Heureusement nous ne savons pas toujours à l’avance ce que le futur nous réserve comme surprises. Je suis déjà partie plusieurs fois avec des groupes à Abadiânia, le Centre de guérison de Dom Inacio au Brésil, et chaque fois le groupe est très différent du groupe précédent.
Encore maintenant je fais presque des cauchemars quelques jours avant le départ du groupe, par peur de ne pas avoir pensé à tout. Comme c’est moi qui apporte les billets d’avion pour les personnes au départ de Genève, c’est toujours angoissant d’imaginer que j’ai oublié quelqu’un. Heureusement mes peurs sont infondées, tout le monde est là, peut-être avec du retard ou déjà de l’autre côté de l’aéroport dans le secteur français ! Des sueurs froides pour rien ! Nous finissons toujours par nous retrouver. C’est aussi souvent le premier contact visuel avec la personne entendue seulement au téléphone. Je peux enfin mettre un visage sur une voix.
L’aventure, pour un/e participant/e et pour moi-même, commence par le premier contact téléphonique ou par l’envoi d’un mail.
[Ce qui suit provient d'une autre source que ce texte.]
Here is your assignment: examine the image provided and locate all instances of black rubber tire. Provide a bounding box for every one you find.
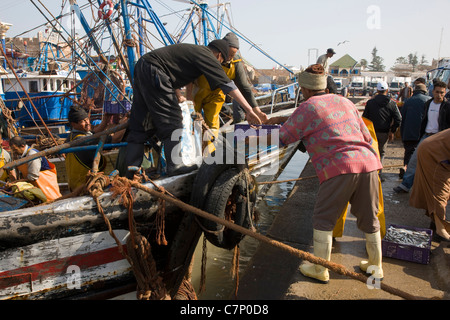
[189,149,247,209]
[201,167,256,249]
[165,153,248,295]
Je suis toujours émerveillée par le courage des personnes de se lancer à plus de 9000 Km de chez elles dans cette formidable expérience que représentent le Brésil et le guérisseur médium Joâo de Deus.
Aujourd’hui tout le monde est là à l’aéroport, accompagné de leur famille et des amis, quelques personnes vont nous rejoindre à Paris, où nous faisons une escale. La nervosité est là, à fleur de peau. C’est normal, pour tous les participants c’est la première fois qu’ils se rendent à Abadiânia et pour deux personnes, c’est leur premier vol en avion. Déjà pour les bien-portants le voyage est très long, plus de 24 heures, et comme nous avons beaucoup de personnes, dans le groupe, qui sont atteintes dans leur santé, je comprends leur appréhension pour cette aventure brésilienne.
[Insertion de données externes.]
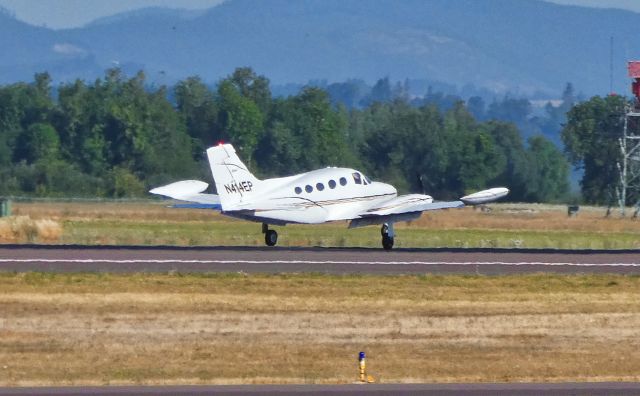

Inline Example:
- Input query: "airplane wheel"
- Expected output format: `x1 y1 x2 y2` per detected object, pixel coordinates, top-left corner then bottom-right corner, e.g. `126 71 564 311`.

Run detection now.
382 235 394 250
381 223 389 237
265 229 278 246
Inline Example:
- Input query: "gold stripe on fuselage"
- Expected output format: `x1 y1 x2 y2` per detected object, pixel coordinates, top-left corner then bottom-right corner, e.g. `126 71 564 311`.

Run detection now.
269 193 396 209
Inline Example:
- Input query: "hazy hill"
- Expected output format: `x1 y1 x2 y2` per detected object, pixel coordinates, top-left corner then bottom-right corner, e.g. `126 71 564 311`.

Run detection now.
1 0 639 96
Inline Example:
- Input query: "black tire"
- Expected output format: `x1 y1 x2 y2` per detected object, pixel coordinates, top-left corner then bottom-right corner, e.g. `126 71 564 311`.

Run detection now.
382 235 394 250
265 229 278 246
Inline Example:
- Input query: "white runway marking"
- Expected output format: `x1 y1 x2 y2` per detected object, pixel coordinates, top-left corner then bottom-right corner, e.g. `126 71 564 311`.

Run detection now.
0 259 639 267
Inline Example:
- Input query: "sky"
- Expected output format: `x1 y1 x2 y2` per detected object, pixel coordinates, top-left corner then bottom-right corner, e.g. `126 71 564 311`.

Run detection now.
0 0 638 29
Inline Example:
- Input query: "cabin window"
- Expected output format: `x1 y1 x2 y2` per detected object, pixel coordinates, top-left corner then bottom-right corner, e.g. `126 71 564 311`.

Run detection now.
339 177 347 186
352 172 362 184
316 182 325 191
328 180 336 189
305 185 313 193
295 187 302 194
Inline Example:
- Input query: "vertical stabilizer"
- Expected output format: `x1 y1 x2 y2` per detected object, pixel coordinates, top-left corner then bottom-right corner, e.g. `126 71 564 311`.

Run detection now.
206 144 261 210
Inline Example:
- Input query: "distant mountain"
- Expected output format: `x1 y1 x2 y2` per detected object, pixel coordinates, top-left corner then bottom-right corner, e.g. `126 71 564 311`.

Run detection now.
1 0 639 96
87 7 206 27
Notre homme avec double hernie discale me fait quelques soucis, Jean * m’a déjà avertie avant de partir qu’il ne peut pas rester assis plus de 20 minutes et qu’à la maison il reste couché la plupart du temps. J’ai réservé une assistance avec fauteuil roulant pour les déplacements dans les aéroports et chaque fois je me suis organisée pour lui permettre de se coucher, quand c’était possible, dans les infirmeries à l’aéroport. Pour le grand saut de Paris à Sao Paulo, Jean a trouvé, dans les dernières rangées, trois places pour lui tout seul où il a pu se coucher, le paradis !
J’ai toujours le sentiment que les Entités sont avec le groupe, nous aident, nous encouragent et nous protègent, mais aussi s’amusent avec nous ! Comment expliquer autrement que pendant ce voyage tout allait de travers, ce jeu s’appelle : perdu- retrouvé, et ils ont mis mes nerfs à rude épreuve ! Peut-être voulaient-il seulement me tester un peu…
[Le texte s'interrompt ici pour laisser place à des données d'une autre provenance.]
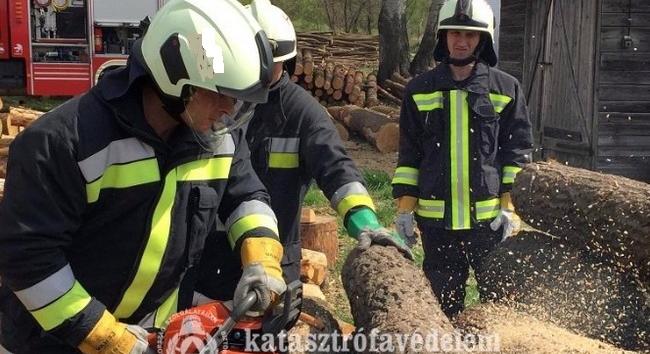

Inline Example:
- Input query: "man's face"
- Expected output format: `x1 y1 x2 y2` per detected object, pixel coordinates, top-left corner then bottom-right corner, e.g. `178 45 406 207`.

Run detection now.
447 30 481 61
181 88 236 133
Ce jeu « perdu-retrouvé »commence déjà à Genève avec un refus de laisser passer Corinne*. Le nom sur son passeport n’est pas le même que sur son billet d’avion. Un moment de panique. Tout s’arrange grâce au téléphone mobile pour contacter les amis qui trouveront et apporteront d’autres documents pour prouver qu’elle est vraiment cette personne. Embarquement au dernier moment pour Paris. J’ai tout de suite pris note de mieux mentionner sur la feuille d’inscription le nom qui figure sur le passeport.
Arrivée à Paris avec mon petit monde de 20 personnes. Notre aînée, Marie*, ne retrouve plus son billet d’avion et nous le recherchons partout. Le billet s’est volatilisé, a probablement glissé de son sac pendant son trajet en chaise roulante. Nous passons au guichet de Varig et l’employée nous imprime un nouveau billet, ça prend beaucoup de temps. Heureusement nous en avons. En même temps j’ai appris quelque chose : un billet perdu n’est pas une catastrophe, en payant quelques Euros on peut le faire remplacer ! Nous payons et passons au guichet pour enregistrer. Là, l’employée ne comprend plus rien : elle a en mains deux billets d’avion avec le même nom. A devenir fou ! Probablement quelqu’un a trouvé le billet et l’a déposé à ce guichet, pourtant il y a cinq autres guichets à disposition ! On nous rembourse même les Euros dépensés pour faire la copie du billet.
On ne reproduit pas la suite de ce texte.